Horas más tarde, Jack se les unió. Detrás de él caminaba una muchacha de baja estatura y pelo castaño, con no más prendas que una de las camisas de Jack, trasluciendo su desnudez. También iba descalza, pero no se debía a su desnudo. Ella prefería andar así la mayor parte del tiempo.

—¡Tostadas! —exclamó Limbo con alegría.

Anastasia odiaba esa falsa inocencia que mostraba. Era uno de los seres más poderosos que conocía y se comportaba como una simple chica delicada. Era una manipuladora.

—No te las recomiendo —dijo Ace, que había pasado a jugar con un juego de cartas con Anastasia, dos jóvenes más y una mujer de unos cuarenta años—, están un poco frías. Dentro de poco prepararé el almuerzo. Hoy comeremos estofado —anunció.

—¿Tan tarde es? —preguntó Jack.

—Claro que sí. Y tú también podrías ponerte a hacer algo útil, estuviste toda la mañana jugueteando —se quejó Anastasia.

—¿Qué te pasa? —quiso saber.

—Nada me pasa. Nada. —Arrojó las cartas encima de la mesa, se apartó de manera brusca haciendo chillar la silla contra el suelo y se dispuso a marcharse. Jack la detuvo.

—¿A dónde vas? —preguntó, curioso y preocupado.

—Voy a dar una vuelta —respondió.

—¿Con la nieve que hay?

—Me gusta el frío —contestó desganada

—Déjala irse —susurró Limbo.

Ella la escuchó y la miró con una ira aplastante. Se guardó lo que quería decirle y partió por el pasillo que daba a la entrada desde la calle. Por el camino se cruzó con Reynold que salía de una habitación, pero no lo saludó. Cerca de la puerta, tomó su abrigo de una percha y un paraguas. Salió y cerró, detrás de sí, la puerta con tal fuerza que algo de la nieve del techo cayó cerca de sus pies y encima del paraguas que abrió en el momento justo.

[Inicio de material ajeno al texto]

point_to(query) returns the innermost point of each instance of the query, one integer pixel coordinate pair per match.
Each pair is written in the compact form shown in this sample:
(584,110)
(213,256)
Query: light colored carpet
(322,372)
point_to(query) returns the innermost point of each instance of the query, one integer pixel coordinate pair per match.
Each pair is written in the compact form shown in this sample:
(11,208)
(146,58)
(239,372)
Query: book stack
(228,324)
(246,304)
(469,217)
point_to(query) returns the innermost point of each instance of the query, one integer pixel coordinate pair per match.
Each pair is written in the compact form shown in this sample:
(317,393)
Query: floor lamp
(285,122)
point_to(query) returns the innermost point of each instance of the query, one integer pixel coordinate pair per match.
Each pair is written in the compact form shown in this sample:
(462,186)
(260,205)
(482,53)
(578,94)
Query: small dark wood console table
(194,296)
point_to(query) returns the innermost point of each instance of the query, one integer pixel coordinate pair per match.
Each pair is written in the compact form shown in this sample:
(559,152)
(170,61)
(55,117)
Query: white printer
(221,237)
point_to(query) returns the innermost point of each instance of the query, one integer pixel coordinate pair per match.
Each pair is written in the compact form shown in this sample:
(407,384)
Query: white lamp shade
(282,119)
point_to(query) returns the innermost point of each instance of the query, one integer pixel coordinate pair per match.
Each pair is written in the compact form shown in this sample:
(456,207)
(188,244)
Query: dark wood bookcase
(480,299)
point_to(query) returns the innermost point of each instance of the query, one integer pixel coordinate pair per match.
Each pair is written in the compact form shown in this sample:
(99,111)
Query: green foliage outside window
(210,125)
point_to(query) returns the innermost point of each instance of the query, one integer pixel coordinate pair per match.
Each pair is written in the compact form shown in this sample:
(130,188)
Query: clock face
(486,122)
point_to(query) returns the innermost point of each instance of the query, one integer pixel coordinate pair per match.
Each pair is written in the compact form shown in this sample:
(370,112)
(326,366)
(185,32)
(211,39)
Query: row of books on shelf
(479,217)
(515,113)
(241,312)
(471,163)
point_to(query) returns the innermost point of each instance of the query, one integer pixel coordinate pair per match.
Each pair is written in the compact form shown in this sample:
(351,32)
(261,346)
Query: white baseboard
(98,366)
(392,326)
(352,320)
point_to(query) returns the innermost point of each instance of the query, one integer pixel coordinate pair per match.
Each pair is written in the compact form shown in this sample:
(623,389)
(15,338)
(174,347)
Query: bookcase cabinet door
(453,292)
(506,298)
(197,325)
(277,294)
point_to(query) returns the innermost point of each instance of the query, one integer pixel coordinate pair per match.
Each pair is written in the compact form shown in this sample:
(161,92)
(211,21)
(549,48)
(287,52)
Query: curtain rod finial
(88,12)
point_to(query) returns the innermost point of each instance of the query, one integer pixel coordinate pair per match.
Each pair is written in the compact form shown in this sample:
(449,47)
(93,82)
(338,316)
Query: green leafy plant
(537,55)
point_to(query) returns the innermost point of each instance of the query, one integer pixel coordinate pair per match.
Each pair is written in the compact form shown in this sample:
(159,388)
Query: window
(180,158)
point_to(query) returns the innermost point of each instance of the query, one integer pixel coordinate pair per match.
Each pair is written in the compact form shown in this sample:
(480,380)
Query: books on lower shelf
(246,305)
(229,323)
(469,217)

Era el diecisiete de noviembre de mil novecientos veintinueve y lo más probable es que Twist City estuviera sufriendo uno de los inviernos más fríos que hubiera existido jamás. Los automóviles normales apenas podían transitar debido a la espesura de la nieve. Incluso muchos dejaron de funcionar. Los motores no encendían. La gente, en su mayoría, se movía a pie. Aunque tuvieran que recorrer enormes distancias. Intentaron montar caballos, como era habitual antes de la creación de los automóviles, pero muchos murieron a causa de las intensas heladas, por lo que se decidió no someter más animales a esa clase sufrimiento. Solo aquellos que trabajaban en empresas de renombre tenían el privilegio de moverse en camiones proporcionados por estas mismas. Eran como barredoras gigantes de nieve que, a la vez, podían trasladar casi treinta personas aparte del conductor y el copiloto.